Tropics still active, but no threat here
Forecasters predicted a busy season in the tropical Atlantic this year, and they were right. But neither of the current hot spots seems to pose a threat to the U.S. mainland.
We've reached the letter "P" now, with Tropical Storm Phillipe spinning in the eastern Atlantic, about 680 miles west of the Cape Verde Islands. The storm has developed top sustained winds of 60 mph, and it's moving northwest at 12 mph. On that course the storm will not become any sort of threat to the Americas.

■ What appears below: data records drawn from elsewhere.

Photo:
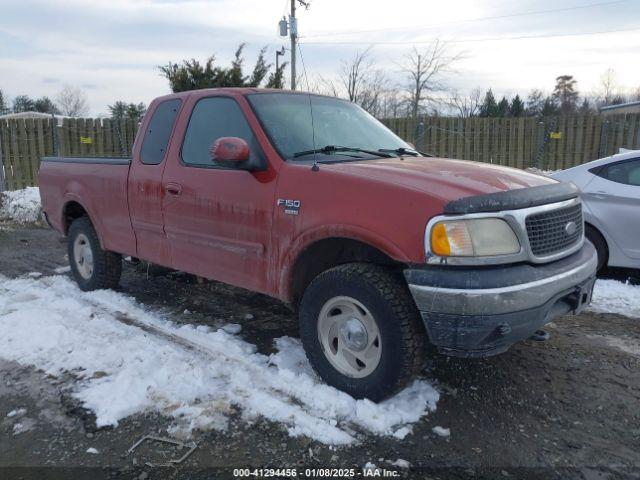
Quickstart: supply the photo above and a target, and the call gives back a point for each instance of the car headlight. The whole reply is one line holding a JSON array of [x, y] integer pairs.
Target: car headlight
[[473, 238]]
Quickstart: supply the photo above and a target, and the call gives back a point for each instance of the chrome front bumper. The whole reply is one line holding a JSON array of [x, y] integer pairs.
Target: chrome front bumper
[[475, 312], [511, 298]]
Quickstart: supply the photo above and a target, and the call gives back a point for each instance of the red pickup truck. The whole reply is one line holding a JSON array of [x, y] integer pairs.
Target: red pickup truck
[[311, 200]]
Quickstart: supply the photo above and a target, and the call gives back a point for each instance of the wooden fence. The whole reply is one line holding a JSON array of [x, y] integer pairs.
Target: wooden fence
[[552, 143], [548, 143], [24, 141]]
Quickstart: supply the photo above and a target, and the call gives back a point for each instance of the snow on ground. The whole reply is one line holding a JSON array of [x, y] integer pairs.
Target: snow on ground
[[612, 296], [128, 359], [22, 206], [627, 345]]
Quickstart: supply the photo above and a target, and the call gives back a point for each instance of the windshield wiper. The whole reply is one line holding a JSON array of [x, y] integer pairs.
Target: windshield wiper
[[401, 151], [336, 149], [407, 151]]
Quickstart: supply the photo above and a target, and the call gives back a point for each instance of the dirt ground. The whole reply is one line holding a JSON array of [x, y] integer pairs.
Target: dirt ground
[[565, 408]]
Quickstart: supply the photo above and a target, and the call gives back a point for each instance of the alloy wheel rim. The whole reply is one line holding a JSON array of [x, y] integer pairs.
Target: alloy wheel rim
[[349, 336]]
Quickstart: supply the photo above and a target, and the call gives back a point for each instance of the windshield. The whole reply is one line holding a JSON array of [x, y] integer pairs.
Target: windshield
[[286, 118]]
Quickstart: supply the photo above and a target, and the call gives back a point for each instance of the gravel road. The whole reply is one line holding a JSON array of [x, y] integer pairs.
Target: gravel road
[[565, 408]]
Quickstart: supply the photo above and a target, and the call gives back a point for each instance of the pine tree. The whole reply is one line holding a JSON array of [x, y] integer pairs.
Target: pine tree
[[23, 103], [502, 109], [120, 110], [516, 109], [489, 107], [191, 75], [4, 106], [46, 105], [565, 93]]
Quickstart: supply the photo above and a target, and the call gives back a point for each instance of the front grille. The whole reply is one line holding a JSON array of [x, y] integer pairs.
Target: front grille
[[548, 233]]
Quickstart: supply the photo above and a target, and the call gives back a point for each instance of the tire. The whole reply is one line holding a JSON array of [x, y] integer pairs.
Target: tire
[[595, 237], [92, 267], [362, 292]]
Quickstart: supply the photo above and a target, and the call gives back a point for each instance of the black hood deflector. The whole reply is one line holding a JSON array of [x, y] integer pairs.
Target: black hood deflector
[[513, 199]]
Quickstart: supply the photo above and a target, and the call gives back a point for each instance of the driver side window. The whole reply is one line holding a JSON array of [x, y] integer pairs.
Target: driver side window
[[211, 119], [626, 172]]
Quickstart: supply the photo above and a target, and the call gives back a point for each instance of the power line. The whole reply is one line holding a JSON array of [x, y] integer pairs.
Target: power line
[[479, 19], [475, 40]]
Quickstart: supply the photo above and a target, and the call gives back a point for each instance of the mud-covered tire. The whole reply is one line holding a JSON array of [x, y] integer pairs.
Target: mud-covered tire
[[595, 237], [106, 266], [401, 331]]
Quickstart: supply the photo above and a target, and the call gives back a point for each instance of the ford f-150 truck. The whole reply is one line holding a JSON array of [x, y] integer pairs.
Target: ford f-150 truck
[[311, 200]]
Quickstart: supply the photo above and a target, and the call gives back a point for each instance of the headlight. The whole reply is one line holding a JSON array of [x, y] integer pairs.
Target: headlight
[[473, 238]]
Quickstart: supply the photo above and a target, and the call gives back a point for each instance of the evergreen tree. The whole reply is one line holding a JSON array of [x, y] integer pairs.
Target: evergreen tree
[[46, 105], [516, 109], [4, 106], [565, 93], [191, 75], [22, 103], [503, 107], [489, 107], [549, 107], [535, 103], [120, 110]]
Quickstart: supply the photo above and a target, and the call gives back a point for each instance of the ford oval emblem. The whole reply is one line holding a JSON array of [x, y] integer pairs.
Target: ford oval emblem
[[570, 228]]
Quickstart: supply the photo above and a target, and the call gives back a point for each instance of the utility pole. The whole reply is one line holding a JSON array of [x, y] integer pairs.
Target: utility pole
[[293, 33], [292, 28], [279, 53]]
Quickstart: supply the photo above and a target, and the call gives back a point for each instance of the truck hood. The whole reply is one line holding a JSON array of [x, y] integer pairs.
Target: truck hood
[[445, 178]]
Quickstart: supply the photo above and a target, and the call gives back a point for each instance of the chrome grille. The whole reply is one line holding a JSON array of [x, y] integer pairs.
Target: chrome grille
[[548, 232]]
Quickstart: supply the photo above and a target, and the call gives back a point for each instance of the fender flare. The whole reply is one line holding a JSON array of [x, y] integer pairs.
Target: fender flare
[[325, 232]]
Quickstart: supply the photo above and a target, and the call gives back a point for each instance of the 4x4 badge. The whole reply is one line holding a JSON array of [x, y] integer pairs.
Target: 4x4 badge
[[291, 207]]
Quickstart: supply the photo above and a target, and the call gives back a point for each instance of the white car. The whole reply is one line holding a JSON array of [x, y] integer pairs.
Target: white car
[[611, 204]]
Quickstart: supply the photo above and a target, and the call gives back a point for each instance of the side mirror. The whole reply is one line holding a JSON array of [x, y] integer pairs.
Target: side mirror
[[230, 149]]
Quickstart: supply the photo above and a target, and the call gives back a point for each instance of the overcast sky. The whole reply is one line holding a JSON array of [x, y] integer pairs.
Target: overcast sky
[[111, 48]]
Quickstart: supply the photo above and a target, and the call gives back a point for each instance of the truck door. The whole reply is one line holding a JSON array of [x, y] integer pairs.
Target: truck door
[[614, 198], [145, 183], [218, 219]]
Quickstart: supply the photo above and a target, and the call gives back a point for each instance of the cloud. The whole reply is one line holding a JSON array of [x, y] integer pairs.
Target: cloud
[[112, 47]]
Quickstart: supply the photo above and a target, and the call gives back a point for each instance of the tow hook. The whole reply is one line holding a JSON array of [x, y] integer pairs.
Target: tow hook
[[540, 336]]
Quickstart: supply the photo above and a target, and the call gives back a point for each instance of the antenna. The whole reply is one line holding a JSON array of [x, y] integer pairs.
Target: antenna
[[315, 167]]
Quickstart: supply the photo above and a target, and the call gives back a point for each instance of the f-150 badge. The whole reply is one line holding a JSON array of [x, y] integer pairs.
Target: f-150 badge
[[291, 207]]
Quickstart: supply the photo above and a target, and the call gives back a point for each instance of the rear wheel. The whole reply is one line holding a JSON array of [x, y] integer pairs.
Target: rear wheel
[[92, 267], [361, 330], [595, 237]]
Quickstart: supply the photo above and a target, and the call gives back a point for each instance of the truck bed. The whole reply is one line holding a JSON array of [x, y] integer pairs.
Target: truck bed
[[96, 184]]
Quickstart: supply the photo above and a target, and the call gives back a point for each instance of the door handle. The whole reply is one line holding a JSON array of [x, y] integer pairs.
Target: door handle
[[173, 189]]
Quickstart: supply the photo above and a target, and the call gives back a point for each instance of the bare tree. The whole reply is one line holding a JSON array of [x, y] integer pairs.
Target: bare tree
[[466, 105], [354, 74], [425, 70], [72, 102]]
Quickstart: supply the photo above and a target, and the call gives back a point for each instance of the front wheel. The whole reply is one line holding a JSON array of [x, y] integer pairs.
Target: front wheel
[[92, 267], [361, 330]]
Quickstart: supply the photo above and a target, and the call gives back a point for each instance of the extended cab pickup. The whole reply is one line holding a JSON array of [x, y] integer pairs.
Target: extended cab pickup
[[312, 201]]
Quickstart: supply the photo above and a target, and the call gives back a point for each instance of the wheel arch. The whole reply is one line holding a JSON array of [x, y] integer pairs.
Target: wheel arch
[[324, 253], [74, 209], [598, 231]]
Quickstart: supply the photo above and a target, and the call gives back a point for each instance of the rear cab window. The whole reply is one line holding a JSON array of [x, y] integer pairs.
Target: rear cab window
[[156, 138], [211, 119]]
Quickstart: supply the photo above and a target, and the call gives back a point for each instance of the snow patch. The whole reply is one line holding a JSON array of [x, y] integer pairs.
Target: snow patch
[[400, 463], [612, 296], [18, 412], [624, 344], [128, 360], [441, 431], [22, 206]]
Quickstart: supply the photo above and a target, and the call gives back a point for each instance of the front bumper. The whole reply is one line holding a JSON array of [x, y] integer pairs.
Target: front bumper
[[477, 312]]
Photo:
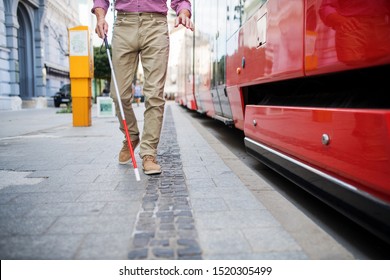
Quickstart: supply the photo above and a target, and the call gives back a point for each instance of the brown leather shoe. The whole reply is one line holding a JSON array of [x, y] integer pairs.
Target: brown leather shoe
[[150, 165], [124, 154]]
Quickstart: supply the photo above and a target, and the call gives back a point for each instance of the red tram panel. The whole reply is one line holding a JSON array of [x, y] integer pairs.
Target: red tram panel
[[307, 82]]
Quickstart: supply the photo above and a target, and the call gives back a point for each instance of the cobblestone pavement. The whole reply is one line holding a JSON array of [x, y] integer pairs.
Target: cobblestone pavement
[[63, 195]]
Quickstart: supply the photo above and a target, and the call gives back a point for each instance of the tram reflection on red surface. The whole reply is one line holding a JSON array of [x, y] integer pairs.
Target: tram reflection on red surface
[[308, 83]]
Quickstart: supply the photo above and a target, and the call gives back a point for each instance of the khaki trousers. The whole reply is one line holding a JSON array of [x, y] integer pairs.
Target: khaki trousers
[[141, 36]]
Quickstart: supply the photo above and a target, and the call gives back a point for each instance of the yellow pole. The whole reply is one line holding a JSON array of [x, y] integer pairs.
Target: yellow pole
[[81, 73]]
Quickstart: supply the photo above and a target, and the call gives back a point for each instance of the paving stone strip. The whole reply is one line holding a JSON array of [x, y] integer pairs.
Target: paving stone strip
[[165, 227]]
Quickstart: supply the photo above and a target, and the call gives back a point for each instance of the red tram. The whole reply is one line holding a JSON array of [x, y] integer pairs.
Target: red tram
[[308, 81]]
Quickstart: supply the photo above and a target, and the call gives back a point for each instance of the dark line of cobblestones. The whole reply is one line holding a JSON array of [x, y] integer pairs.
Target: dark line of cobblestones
[[165, 227]]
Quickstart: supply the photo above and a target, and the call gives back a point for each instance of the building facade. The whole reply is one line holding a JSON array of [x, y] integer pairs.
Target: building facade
[[34, 60]]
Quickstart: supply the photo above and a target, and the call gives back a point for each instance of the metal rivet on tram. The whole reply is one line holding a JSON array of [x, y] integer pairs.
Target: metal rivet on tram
[[254, 123], [325, 139]]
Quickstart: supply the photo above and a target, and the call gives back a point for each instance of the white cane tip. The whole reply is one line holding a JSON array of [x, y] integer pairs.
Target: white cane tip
[[137, 177]]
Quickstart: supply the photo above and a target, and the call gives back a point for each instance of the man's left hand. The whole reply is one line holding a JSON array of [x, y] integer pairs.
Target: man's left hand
[[184, 19]]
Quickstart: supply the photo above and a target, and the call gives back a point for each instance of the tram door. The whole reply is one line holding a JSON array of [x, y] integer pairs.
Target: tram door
[[218, 88]]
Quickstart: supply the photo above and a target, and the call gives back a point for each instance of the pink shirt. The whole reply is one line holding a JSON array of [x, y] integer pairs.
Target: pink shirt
[[354, 7], [145, 6]]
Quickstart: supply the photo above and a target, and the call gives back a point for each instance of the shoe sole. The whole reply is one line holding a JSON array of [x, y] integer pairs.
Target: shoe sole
[[127, 161], [152, 172], [124, 162]]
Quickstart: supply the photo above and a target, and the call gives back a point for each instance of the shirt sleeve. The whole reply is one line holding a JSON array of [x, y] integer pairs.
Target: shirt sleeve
[[178, 5], [104, 4]]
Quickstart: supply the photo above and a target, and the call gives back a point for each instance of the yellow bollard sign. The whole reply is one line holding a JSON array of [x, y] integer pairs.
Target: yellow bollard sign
[[81, 73]]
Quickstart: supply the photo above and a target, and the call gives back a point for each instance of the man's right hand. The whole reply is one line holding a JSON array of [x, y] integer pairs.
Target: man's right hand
[[101, 24]]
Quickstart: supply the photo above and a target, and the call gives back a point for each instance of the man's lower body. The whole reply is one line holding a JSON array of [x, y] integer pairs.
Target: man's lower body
[[144, 36]]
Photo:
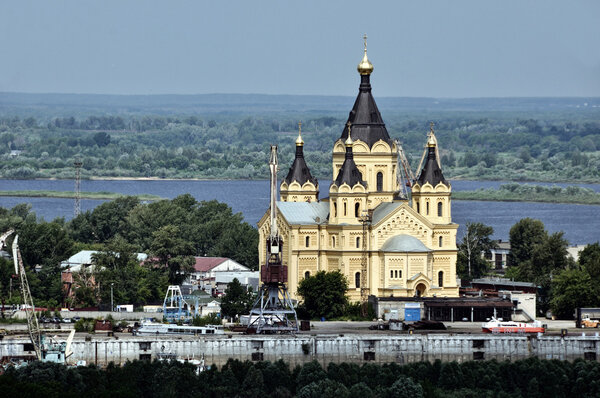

The other disturbance hurricane forecasters are watching is an area of showers and thunderstorms
a few hundred miles east of the Northern Leeward Islands. It's actually what's left of Tropical Storm Ophelia, which developed last week and faded over the weekend. Strong wind shear is preventing more development, forecasters say. The system is moving west-northwest at 5 to 10 mph, with just a 20 percent chance of regaining tropical storm strength in the next two days.
Curiously, on the other side of the continent, the
remnants of Typhoon Roke, which was born in the western Pacific, pounded Japan last week and later crossed the International Date Line, is now battering the Northwest Coast of Canada and the United States.
The fierce autumn storm is bringing high winds - gusts to 105 mph - and as much as 8 inches of rain to the Vancouver and Queen Charlotte Islands of British Columbia. Gales are also blowing on the coast of southern Alaska, Washington and Oregon.